Matthew Koh’s editorial on silence is an important one. As a fourth year student at CTS, I have participated in my fair share of serious conversations with strenuously argued theses. That being said, Koh’s experience has caused me to ask questions about my own experience.
The reality is that most of the difficult and opinionated conversations in which I have engaged during seminary have been outside the context of the Student Center and with people who are more than mere acquaintances. I am typically not one to shy away from offering an opinion, so to the degree to which my reflections are accurate they will be primarily empathic.
To add to Matthew’s list, a serious concern on a broader level of community culture is the perception that a person will be rejected out of hand for the perceived content of their opinions. In the context of the come and go of the Student Center, there may not be time to adequately ask questions and work around an issue. A far easier and more efficient method is labeling. If someone believes A, he’s an A-ist, and we know that’s ridiculous.
A philosopher named Schelling had something to say about this:
“It cannot be denied that it is a splendid invention to be able to designate entire points of view at once with such general epithets. If one has once discovered the right label for a system, everything else follows of its own accord and one is spared the trouble of investigating its essential characteristics in greater detail. Even an ignorant person can render judgment upon the most carefully thought out ideas as soon as they are presented to him with the help of such labels.”
That’s why I have found the leisure of library conversations or off-campus hangouts to be more conducive to a give-and-take conversation. It invites openness, creativity, depth of thought, and lack of labeling. To the degree to to which we can bring that environment with us into the Student Center, we should be well served with loving, productive, and opinionated conversations.
Kyle Brooks, ThM ’13
Dear Kerux editors,
I really appreciated the editorial on silence. It expressed quite a bit of what I’ve felt as a student at Calvin. I’m a theological conservative, and I’ve felt as though my opinions would be unwelcome in most conversations at the seminary. Some pastors have even recommended that I keep my mouth shut during my seminary studies, lest I be placed on some sort of denominational blacklist for believing that only qualified men should be ordained to the office of pastor and/or elder. I have no idea if such a list exists, but I do feel as though I’d be put on something of a social blacklist if I were honest about my theologically conservative beliefs. Thanks for turning our attention toward this important issue. Learning to dialogue well about difficult issues will be important for us as we strive to live in unity within a complex body.
Matthew Koh’s editorial, in my opinion, pointed out a significant issue in CTS’s student culture. We as students tend to draw back from significant issues instead of engaging them. While Mr. Koh makes this observation about the whole of the seminary culture, I think that critique may not be fair of many of us in regards to our conversations with our friends away from the Student Center and classrooms. Many of us have relegated discussions involving anything off-center from the culturally established norms to private contexts among people whose agreement or charitable reception we feel assured of. This is appropriate and natural to a certain degree, but it is singularly unhelpful for our own learning and the learning of others when it exceeds that appropriate degree.

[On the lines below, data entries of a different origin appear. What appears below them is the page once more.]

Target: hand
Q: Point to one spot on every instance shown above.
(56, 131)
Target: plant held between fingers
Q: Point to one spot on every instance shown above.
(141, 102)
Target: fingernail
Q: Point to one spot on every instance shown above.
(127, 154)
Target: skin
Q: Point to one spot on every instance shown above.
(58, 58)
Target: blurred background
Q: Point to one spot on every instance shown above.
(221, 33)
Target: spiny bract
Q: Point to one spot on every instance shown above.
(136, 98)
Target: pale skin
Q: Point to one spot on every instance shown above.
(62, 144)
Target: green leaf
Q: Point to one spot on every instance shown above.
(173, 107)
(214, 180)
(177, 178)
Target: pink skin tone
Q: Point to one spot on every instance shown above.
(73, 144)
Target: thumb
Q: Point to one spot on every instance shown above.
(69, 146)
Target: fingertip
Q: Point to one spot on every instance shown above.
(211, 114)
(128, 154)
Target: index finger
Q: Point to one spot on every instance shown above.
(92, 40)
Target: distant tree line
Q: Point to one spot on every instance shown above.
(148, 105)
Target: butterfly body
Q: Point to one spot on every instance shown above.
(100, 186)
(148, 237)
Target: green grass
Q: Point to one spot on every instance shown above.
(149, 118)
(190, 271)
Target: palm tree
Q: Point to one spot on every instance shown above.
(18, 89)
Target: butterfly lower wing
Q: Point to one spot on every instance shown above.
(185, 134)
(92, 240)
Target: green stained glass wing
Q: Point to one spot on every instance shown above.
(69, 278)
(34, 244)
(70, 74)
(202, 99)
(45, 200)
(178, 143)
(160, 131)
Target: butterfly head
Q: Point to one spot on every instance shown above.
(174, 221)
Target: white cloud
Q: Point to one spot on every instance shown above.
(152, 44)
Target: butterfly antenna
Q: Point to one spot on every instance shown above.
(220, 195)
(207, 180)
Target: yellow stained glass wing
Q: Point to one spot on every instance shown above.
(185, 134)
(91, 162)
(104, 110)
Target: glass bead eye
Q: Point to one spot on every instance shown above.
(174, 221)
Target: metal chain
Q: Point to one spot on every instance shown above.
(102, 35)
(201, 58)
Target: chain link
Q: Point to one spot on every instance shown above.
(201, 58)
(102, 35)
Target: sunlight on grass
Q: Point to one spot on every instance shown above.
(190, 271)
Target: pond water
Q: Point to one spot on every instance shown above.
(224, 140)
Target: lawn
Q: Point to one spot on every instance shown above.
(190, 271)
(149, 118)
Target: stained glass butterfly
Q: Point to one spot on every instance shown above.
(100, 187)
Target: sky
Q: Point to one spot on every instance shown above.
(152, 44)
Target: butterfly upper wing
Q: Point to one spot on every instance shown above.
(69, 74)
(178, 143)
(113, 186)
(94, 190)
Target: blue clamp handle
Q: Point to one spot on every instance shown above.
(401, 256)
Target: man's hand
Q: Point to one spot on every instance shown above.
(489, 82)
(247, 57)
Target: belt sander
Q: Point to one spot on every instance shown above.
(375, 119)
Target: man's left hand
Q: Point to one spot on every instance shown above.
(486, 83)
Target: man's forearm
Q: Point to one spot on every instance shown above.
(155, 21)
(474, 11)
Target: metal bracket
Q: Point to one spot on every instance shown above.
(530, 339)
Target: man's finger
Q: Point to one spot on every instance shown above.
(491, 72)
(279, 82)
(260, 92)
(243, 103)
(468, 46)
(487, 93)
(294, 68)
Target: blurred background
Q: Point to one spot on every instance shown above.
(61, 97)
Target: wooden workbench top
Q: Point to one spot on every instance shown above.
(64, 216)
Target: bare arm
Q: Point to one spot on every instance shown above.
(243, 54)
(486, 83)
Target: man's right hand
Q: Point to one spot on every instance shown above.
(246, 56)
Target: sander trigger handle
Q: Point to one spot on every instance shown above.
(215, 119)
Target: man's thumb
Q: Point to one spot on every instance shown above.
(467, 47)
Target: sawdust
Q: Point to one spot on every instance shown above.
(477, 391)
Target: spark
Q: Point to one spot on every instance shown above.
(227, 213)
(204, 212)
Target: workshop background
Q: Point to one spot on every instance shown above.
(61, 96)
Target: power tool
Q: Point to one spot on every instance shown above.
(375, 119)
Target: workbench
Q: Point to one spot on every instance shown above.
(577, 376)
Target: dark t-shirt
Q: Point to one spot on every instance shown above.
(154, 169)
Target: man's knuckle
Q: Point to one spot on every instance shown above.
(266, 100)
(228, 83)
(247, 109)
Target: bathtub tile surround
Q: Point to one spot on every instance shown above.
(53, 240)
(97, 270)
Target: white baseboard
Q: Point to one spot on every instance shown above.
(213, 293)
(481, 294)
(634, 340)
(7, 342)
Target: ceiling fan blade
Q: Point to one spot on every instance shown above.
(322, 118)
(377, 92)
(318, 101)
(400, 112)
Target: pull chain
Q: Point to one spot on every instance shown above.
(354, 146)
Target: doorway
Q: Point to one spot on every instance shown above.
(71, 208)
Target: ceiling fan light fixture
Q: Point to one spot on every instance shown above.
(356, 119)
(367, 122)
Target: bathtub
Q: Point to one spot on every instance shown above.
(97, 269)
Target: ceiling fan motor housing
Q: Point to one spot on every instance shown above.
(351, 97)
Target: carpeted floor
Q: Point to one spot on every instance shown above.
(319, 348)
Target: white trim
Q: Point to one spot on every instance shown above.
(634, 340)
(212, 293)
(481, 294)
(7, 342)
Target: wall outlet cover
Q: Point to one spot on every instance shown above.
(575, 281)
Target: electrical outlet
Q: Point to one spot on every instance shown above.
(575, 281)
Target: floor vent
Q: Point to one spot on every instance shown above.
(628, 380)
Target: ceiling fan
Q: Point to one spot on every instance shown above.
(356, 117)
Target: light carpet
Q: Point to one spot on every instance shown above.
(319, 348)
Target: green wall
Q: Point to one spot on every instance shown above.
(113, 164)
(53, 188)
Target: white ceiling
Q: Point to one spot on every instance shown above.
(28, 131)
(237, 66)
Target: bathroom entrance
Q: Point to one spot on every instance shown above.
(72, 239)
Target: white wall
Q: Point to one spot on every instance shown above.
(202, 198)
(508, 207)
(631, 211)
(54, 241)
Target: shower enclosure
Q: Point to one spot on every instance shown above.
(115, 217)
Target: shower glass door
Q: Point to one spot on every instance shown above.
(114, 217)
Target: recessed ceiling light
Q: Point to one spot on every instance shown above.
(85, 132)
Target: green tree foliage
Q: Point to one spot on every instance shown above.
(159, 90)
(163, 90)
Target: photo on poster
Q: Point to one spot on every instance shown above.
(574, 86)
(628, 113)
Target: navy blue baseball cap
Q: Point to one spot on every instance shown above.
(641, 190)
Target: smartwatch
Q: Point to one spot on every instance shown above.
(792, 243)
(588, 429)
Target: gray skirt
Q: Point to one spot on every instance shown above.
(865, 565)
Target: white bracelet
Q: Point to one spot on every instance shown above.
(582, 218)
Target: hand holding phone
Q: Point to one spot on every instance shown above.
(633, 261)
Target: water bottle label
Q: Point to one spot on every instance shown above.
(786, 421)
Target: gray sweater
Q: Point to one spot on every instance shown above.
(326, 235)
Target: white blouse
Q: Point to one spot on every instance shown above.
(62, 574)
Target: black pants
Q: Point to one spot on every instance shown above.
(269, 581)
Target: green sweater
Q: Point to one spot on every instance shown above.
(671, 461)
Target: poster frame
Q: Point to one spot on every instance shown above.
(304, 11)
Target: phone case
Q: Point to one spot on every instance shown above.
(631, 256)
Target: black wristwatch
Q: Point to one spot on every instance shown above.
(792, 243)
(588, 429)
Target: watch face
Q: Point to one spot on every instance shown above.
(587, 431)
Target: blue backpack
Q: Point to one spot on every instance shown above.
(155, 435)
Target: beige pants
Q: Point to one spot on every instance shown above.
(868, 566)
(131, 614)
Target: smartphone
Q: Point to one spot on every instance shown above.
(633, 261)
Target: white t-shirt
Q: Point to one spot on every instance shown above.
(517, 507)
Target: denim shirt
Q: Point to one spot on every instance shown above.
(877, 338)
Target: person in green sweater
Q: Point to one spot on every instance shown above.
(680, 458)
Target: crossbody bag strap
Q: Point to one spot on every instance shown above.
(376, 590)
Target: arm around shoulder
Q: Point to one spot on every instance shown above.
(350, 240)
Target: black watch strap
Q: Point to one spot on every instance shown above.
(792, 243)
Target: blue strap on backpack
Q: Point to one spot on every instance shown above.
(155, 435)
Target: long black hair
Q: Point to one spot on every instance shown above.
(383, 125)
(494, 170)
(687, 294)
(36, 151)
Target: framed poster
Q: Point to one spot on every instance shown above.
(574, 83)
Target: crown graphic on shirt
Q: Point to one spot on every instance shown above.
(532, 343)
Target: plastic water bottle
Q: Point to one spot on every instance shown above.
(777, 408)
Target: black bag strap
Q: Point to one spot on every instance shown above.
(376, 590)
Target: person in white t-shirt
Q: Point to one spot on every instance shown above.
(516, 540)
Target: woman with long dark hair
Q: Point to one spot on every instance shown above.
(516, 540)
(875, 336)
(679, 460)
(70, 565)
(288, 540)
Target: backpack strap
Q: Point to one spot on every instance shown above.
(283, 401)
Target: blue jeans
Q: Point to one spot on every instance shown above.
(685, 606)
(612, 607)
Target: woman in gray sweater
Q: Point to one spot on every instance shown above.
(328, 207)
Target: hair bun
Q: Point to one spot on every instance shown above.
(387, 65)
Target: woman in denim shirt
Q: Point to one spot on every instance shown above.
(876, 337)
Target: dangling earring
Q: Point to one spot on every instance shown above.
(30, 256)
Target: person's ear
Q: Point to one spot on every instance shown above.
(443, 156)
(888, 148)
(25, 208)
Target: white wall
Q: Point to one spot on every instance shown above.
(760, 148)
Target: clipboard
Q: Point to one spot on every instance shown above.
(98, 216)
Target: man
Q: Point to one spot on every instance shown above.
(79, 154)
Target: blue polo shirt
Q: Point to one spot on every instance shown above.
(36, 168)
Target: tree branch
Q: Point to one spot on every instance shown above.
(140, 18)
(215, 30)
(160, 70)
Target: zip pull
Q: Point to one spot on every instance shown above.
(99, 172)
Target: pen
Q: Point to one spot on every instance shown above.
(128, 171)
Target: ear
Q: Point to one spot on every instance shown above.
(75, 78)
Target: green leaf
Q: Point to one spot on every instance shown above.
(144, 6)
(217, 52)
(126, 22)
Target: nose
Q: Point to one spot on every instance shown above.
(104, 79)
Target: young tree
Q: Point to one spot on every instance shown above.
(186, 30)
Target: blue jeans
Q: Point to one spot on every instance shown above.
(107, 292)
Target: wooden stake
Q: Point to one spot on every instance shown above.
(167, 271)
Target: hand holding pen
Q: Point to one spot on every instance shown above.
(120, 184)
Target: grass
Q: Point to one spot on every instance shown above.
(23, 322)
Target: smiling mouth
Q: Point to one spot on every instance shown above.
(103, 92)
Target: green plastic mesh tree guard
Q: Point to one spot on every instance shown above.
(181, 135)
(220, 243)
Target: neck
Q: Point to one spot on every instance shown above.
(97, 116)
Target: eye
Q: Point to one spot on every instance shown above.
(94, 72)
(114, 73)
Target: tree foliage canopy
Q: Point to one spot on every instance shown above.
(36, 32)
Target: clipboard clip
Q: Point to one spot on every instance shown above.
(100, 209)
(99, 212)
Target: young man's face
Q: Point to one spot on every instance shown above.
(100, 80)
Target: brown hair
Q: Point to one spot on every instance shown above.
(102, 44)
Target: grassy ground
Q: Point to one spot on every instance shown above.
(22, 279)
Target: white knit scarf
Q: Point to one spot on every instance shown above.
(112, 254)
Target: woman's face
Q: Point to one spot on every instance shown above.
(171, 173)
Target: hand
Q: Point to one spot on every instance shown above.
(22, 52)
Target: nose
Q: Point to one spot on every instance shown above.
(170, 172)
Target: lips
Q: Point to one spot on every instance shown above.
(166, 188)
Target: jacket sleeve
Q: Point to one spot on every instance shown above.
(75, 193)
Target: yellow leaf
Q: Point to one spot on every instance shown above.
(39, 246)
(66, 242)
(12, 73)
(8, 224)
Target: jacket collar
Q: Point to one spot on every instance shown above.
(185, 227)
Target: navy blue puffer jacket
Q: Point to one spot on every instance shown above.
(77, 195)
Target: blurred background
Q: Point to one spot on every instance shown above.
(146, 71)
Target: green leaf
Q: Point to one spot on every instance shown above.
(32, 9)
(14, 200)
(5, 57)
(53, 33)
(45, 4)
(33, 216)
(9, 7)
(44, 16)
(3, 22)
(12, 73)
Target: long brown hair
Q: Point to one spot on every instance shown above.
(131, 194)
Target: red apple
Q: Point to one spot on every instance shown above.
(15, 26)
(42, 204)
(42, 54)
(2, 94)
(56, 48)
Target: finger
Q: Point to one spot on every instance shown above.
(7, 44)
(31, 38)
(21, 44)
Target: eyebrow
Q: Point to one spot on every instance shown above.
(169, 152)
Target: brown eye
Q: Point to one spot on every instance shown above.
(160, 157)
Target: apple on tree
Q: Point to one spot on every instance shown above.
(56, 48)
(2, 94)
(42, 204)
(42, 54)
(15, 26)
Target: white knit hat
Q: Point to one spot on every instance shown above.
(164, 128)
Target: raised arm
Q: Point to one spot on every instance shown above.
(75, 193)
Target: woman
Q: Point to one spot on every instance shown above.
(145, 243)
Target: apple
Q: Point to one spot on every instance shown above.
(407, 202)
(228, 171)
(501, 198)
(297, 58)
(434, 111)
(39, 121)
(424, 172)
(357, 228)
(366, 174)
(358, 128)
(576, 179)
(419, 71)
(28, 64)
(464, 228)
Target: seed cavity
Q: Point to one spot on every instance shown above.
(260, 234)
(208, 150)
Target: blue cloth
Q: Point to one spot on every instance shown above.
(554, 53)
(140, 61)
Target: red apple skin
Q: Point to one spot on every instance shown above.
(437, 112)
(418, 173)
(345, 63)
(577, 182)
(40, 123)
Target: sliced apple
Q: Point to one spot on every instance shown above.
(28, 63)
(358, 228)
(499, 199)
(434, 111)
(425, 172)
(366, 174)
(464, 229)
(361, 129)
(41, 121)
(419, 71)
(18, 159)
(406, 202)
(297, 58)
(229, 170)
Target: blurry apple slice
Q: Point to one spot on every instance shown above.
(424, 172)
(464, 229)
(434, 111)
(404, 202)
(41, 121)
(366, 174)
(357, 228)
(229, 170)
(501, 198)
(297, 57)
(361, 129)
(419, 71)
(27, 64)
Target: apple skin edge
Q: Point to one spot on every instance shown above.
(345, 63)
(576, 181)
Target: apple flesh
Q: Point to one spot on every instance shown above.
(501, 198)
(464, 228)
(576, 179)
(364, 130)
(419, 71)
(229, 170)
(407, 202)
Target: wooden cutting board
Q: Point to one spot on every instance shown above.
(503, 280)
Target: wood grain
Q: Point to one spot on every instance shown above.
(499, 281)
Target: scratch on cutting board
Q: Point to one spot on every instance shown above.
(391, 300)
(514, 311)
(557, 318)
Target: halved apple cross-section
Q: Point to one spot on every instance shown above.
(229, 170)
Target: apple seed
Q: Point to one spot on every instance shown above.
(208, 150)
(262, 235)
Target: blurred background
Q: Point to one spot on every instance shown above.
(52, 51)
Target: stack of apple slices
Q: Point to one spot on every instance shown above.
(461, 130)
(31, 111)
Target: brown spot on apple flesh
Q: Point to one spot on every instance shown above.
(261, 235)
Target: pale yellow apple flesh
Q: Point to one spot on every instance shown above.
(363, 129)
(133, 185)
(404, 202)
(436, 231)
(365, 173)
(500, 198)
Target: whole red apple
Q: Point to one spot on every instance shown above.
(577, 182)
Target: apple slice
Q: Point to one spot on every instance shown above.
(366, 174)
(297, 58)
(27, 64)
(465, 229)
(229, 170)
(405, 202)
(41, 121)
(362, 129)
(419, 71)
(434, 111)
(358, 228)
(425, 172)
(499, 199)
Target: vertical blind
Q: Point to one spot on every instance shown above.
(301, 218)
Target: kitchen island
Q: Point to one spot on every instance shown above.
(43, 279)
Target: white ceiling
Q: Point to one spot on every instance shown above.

I have heard (and been a part of) significant theological discussions both in the student center and in the classrooms. Those discussions have been some of the most fruitful discussions I have had here at seminary, a fact I largely account to the wide range of interests and backgrounds that are represented here. And this diversity is one of the most important ingredients for our education.
We need diversity for two reasons. First, we need to put ourselves “out there” in order to allow ourselves to be refined. We need to identify and discard those elements of our thinking based on incorrect thinking, mistaken assumptions, or simple prejudice. But openness is hard because of our communal penchant for pride. We love to be right (or at least to appear to have it together). To admit we need refining is to admit weakness and ignorance, to allow our fellow students and professors to see our inner selves, our intellectual nakedness. Yet, without putting ourselves “out there” we keep the very thing that is supposed to be in development during seminary (our theology and, subsequently, ourselves) away from the helpful light of the public square. This is deeply ironic since we are all training to be the “experts” in the room, holding forth our theological understanding from lecterns or pulpits for the entirety of our careers. How can we justify our silence in light of this irony? Talking publicly about theology is what we all are training to do.
Additionally, the disagreements that arise from our diversity here at seminary train us as individuals to remain charitable and Christian while discussing controversial issues. I do not have to mention how much this skill is needed in every council room, lecture, and Sunday school classroom. We need diversity in order to develop our theology and ourselves, the very things that will enable us to fulfill our various callings.
Secondly, we need diversity for the sake of the bringing the “real world” into the classroom. I have never agreed with those who distinguish between school and the so-called real world, but they are proved correct whenever our classroom discussions are falsely homogenous. There is much more theological diversity at the seminary than is apparent from the average classroom or student center discussion. We allow a select few narratives to color most of our discussions. If we would bring our true opinions out into the open, we could accurately reflect the diverse social, racial, and theological contexts in which we will all do our work. We owe it to our fellow students to bring to the table our diverse selves so that we can all learn from and in light of each other. Diversity is a gift we can give to the community to enrich and enliven our training with the full spectrum of reality.